Jean Philippe Schmit

Résumé

Jean Philippe Schmit Les églises gothiques (1837)

Ce n'est que là restauration d'un vaste et majestueux édifice qui peut servir de type et de véhicule. L'un des plus nobles, des plus magnifiques monumens de cet ordre, est sans doute la métropole de Paris.
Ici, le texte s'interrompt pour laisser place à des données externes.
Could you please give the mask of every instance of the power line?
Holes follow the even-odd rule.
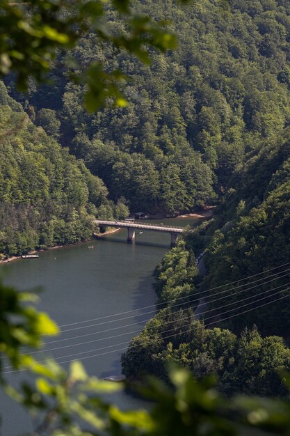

La vastitude de ses proportions, l'imposante harmonie que produit un heureux mélange des divers styles de son architecture hybride, le privilége qu'elle a d'être la première église de la capitale, de servir aux grandes solennités publiques , les souvenirs de tout genre qui l'ont illustrée, tout se réunit pour appeler sur elle, d'une manière particulière, les faveurs du gouvernement.
Source : Gallica

Jean Philippe Schmit Les églises gothiques (1837)

Il ne sympathise, ni avec le style aérien de l'architecture, ni avec le caractère symboliquement mystérieux que ses inventeurs ont voulu lui donner. Pour y parvenir, en même temps qu'ils multipliaient et qu'ils agrandissaient, par tous les moyens possibles, les jours et les ouvertures, ils tempéraient l'éclat de la lumière par des verrières coloriées, ils couvraient de peintures et d'or jusqu'au fût des colonnes, en sorte que la pierre n'était en quelque sorte pour eux que le noyau indispensable pour la solidité de l'édifice, noyau que l'art devait s'empresser de dérober à la vue.
Source : Gallica

Jean Philippe Schmit Les églises gothiques (1837)

Il ne faut ni oublier ni laisser oublier qu'une église est un lieu de prière, de méditation, de sanctification; un lieu plein de la présence de Dieu, destination qui exclut l'idée de toute frivolité, de tout caprice de la mode : tout doit y être grave et solennel, et rien ne l'est moins que les bigarrures. Voyez, par exemple, quel effet ridicule produit la comparaison du portail de Saint-Gervais avec l'intérieur de l'église, de la nef de Notre-Dame avec son sanctuaire.